Ever since late may I stopped them and tried the "natural way" by putting tomatoes, honey, aloe Vera, lemon, etc on my face. I honestly haven't seen improvements:(. I am scared to go bak to my old prescriptions because what it they don't work??

My diet consists of pure healthy foods ever since I started getting it. I drink A LOT of water and just recently, about a month ago, I am eating spinach, carots, and brocolli every day as wel as some antioxidant powder and aloe era juice.

I do not know what's wrong. Probably the prescriptions were "hiding " my acne because I still get it. Before , even with prescriptions, I would get a pimple here or there but now it's like full back. I feel like shit during these past months that I do not want to leave my house. My room always has my curtains close cause I hate the light cause makes my acne worse. I'm in college and isn't it suppose to be the best time of our lives?? Yet I'm here writing this and avoidin all social interactions. Any help please??

I will write a bit more because I thought it would be too much but it isn't really lol. Or maybe it is?

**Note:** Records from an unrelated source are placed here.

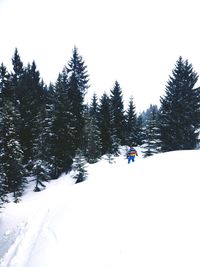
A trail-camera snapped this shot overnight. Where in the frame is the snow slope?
[0,150,200,267]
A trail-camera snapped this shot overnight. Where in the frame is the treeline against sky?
[0,47,200,205]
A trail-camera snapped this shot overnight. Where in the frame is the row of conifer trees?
[0,47,200,205]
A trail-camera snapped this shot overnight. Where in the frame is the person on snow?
[127,146,138,164]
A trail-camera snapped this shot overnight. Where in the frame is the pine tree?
[11,56,45,164]
[0,99,25,201]
[110,81,125,154]
[160,57,200,151]
[31,104,53,191]
[52,71,77,178]
[136,114,145,146]
[84,94,101,163]
[98,93,113,155]
[66,47,89,148]
[125,97,138,146]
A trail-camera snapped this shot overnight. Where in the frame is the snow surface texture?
[0,150,200,267]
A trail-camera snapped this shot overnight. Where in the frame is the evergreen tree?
[143,105,160,157]
[32,104,53,191]
[125,97,138,146]
[67,47,89,148]
[0,99,25,201]
[84,94,101,163]
[98,93,113,155]
[52,71,77,178]
[110,81,125,154]
[136,114,145,146]
[160,57,200,151]
[11,56,45,163]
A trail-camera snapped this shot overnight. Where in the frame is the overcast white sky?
[0,0,200,112]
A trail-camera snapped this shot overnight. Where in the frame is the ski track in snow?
[0,151,200,267]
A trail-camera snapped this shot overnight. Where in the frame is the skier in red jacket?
[127,146,138,164]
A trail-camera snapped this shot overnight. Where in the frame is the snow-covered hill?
[0,150,200,267]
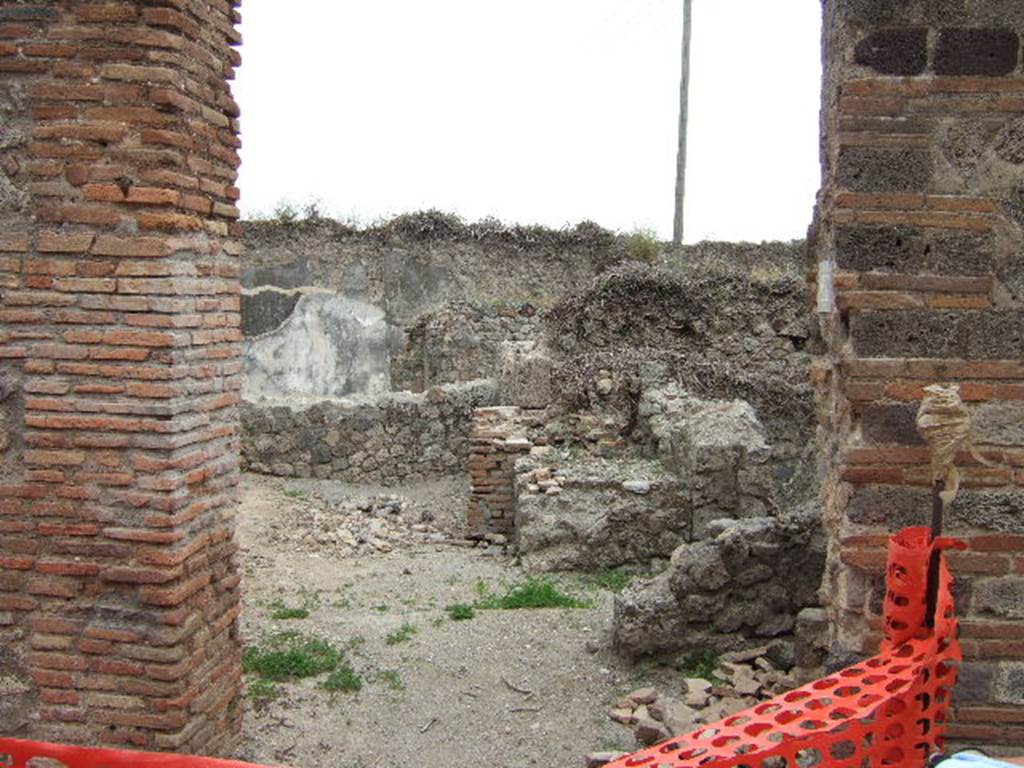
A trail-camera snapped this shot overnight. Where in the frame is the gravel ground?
[231,475,681,768]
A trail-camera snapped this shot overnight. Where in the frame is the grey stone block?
[974,577,1024,618]
[846,485,1024,534]
[971,402,1024,445]
[953,660,996,701]
[242,291,299,337]
[994,118,1024,165]
[837,147,933,191]
[850,309,1024,360]
[935,29,1020,77]
[994,662,1024,705]
[836,226,995,274]
[860,406,924,445]
[854,28,928,75]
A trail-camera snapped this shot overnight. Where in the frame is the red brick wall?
[813,0,1024,743]
[0,0,241,753]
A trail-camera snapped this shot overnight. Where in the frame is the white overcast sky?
[234,0,821,242]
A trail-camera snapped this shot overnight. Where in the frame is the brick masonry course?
[810,0,1024,749]
[0,0,242,754]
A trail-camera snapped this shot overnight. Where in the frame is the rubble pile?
[260,494,449,557]
[586,646,801,768]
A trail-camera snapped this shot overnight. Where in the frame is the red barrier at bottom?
[0,738,280,768]
[0,528,962,768]
[608,528,962,768]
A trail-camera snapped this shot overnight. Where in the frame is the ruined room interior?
[0,0,1024,768]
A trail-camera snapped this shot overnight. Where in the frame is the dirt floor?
[231,475,682,768]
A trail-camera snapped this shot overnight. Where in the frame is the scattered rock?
[683,678,711,709]
[584,752,629,768]
[608,708,637,725]
[633,715,672,746]
[628,688,657,705]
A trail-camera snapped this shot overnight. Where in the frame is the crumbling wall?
[613,512,825,666]
[241,380,496,484]
[0,0,242,754]
[545,259,818,507]
[242,212,632,398]
[811,0,1024,744]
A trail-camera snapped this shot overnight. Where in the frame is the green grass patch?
[476,579,593,610]
[444,603,476,622]
[269,588,319,622]
[270,600,309,622]
[242,631,345,680]
[584,568,634,594]
[675,648,721,683]
[247,678,281,701]
[319,664,362,693]
[384,622,417,645]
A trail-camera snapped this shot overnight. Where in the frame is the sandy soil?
[230,475,681,768]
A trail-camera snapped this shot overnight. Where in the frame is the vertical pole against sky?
[672,0,693,246]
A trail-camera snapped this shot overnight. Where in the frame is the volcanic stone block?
[995,662,1024,705]
[935,29,1020,77]
[846,485,1024,534]
[860,406,923,445]
[995,118,1024,165]
[971,402,1024,445]
[977,577,1024,618]
[956,660,996,701]
[850,309,1024,360]
[854,29,928,75]
[838,146,932,191]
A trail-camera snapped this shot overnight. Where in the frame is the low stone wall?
[613,504,825,662]
[515,451,693,571]
[242,380,496,484]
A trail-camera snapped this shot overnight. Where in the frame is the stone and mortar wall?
[0,0,242,753]
[242,212,631,399]
[612,504,825,668]
[812,0,1024,744]
[242,380,496,484]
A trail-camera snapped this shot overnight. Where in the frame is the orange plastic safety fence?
[608,528,962,768]
[0,738,280,768]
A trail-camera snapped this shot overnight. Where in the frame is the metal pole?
[925,480,945,628]
[672,0,693,246]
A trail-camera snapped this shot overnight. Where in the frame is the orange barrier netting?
[607,527,964,768]
[0,527,963,768]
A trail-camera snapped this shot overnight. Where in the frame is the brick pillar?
[812,0,1024,744]
[466,406,539,538]
[0,0,241,753]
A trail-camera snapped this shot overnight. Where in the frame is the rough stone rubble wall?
[242,217,628,399]
[812,0,1024,744]
[242,380,496,484]
[0,0,242,753]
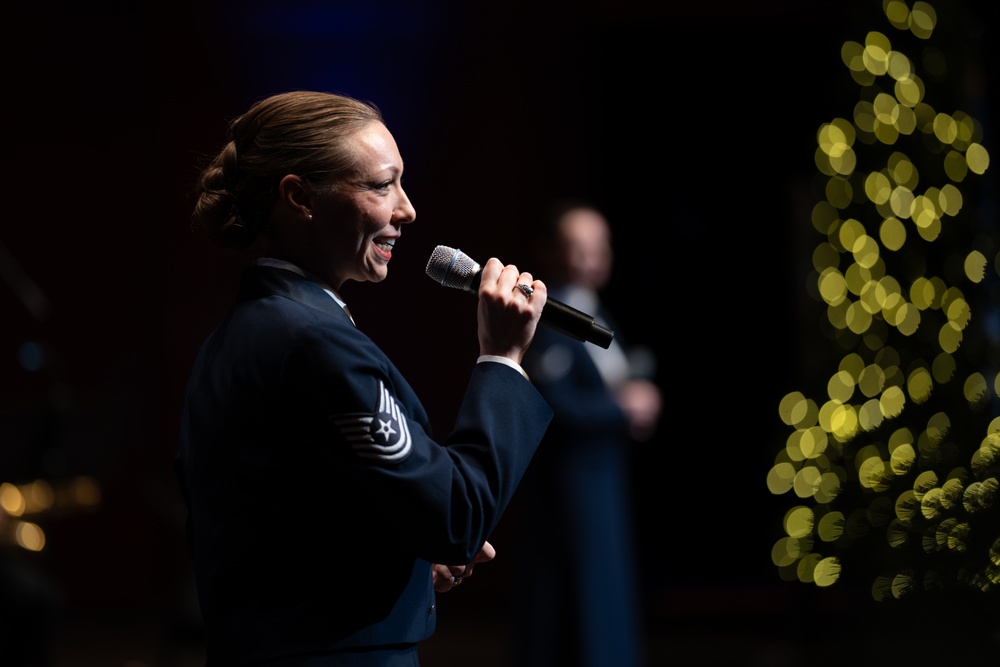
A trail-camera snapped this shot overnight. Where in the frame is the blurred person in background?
[514,201,662,667]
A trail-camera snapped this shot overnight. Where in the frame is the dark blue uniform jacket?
[177,266,552,665]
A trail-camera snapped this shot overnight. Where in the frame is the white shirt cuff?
[476,354,528,380]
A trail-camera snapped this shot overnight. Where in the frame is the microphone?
[427,245,615,349]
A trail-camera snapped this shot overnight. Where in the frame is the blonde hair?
[192,91,384,248]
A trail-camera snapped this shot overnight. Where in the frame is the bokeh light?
[767,0,1000,601]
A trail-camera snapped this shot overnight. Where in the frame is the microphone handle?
[541,299,615,350]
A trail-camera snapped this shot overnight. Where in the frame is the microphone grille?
[427,245,480,292]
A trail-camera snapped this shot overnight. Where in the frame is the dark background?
[0,0,1000,666]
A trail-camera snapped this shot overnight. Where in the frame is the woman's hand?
[431,542,497,593]
[478,257,548,364]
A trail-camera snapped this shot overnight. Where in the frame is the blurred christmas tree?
[767,0,1000,600]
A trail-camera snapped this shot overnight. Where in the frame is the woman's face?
[312,122,417,288]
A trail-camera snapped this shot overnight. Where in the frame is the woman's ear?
[278,174,312,220]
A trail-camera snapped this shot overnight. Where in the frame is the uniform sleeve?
[289,316,552,563]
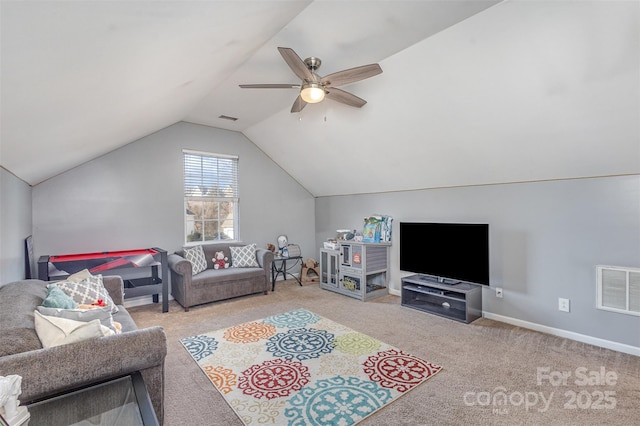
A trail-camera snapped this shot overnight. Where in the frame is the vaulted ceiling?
[0,0,640,196]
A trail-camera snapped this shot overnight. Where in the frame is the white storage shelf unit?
[320,241,391,301]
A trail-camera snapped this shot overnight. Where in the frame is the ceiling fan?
[240,47,382,113]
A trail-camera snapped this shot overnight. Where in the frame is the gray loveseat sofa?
[168,242,273,311]
[0,276,167,424]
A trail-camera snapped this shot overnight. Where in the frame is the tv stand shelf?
[401,275,482,324]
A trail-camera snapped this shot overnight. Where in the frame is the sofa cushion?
[42,284,78,309]
[192,268,264,285]
[55,275,118,313]
[229,244,260,268]
[184,246,207,275]
[37,306,120,333]
[34,311,114,348]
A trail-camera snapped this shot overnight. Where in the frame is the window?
[183,150,239,244]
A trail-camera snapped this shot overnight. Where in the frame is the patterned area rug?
[181,309,442,426]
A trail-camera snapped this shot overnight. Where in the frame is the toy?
[300,259,320,283]
[212,251,229,269]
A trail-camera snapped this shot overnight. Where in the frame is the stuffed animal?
[212,251,229,269]
[300,259,320,283]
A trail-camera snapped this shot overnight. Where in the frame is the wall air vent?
[596,265,640,316]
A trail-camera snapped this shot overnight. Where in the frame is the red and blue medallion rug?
[181,309,442,426]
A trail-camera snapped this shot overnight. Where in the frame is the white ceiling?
[0,0,640,196]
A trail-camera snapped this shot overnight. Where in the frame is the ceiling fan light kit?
[240,47,382,113]
[300,83,324,104]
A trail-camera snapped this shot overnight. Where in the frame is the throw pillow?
[36,306,120,334]
[56,275,118,314]
[67,269,94,283]
[229,244,260,268]
[33,311,113,348]
[184,246,207,275]
[42,284,78,309]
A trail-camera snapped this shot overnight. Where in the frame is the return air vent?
[596,265,640,316]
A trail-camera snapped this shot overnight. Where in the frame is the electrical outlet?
[558,297,569,312]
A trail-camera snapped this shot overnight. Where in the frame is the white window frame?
[182,149,240,246]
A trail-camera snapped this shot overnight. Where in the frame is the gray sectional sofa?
[168,242,273,311]
[0,276,167,424]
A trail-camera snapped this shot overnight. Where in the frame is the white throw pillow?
[184,246,207,275]
[229,244,260,268]
[55,275,118,314]
[33,311,114,348]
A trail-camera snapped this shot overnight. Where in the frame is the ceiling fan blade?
[291,95,307,113]
[278,47,314,81]
[325,87,367,108]
[320,64,382,87]
[239,84,300,89]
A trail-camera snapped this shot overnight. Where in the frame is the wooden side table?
[271,256,302,291]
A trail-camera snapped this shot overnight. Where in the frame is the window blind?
[183,150,238,200]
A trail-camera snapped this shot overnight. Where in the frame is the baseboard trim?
[482,312,640,356]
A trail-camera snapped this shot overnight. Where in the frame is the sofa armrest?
[167,253,193,276]
[0,326,167,424]
[102,275,124,305]
[256,248,273,283]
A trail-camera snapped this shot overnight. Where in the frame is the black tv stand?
[401,275,482,324]
[420,274,462,285]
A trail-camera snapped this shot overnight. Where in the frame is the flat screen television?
[400,222,489,285]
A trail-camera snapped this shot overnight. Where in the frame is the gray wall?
[316,176,640,347]
[0,167,35,285]
[33,122,315,262]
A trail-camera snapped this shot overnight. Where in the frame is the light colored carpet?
[130,280,640,426]
[181,309,442,426]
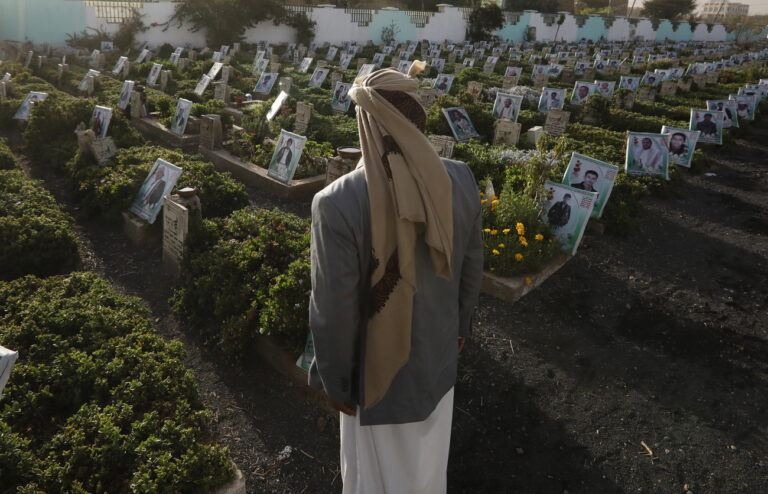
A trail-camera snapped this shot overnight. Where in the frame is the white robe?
[339,388,453,494]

But anyways my healthy diet doesn't consist of those 3 vegetables. I also eat any fruit and vegetable that I know have anti oxidants and anti inflammatory. I restrict my diet soooo much that I hate my self for doing it. I mostly eat chicken fish and some light light meat. I hate it cause when I go out to eat I always always feel so aware and worried if what I just ate would break me out.

Is it possible to break out just by worrying about it or something? Like since ur thinking about it too much ur mind will do something about it??

Also, I am very athletic. I been in martial arts ever since the 4th grade. Sad story is after I reached my black belt in 9th I stopped because of my acne. I could not stand going so I just stopped. But I still go for a run and work out at home

Ok this Is it. Any help please ?!?!?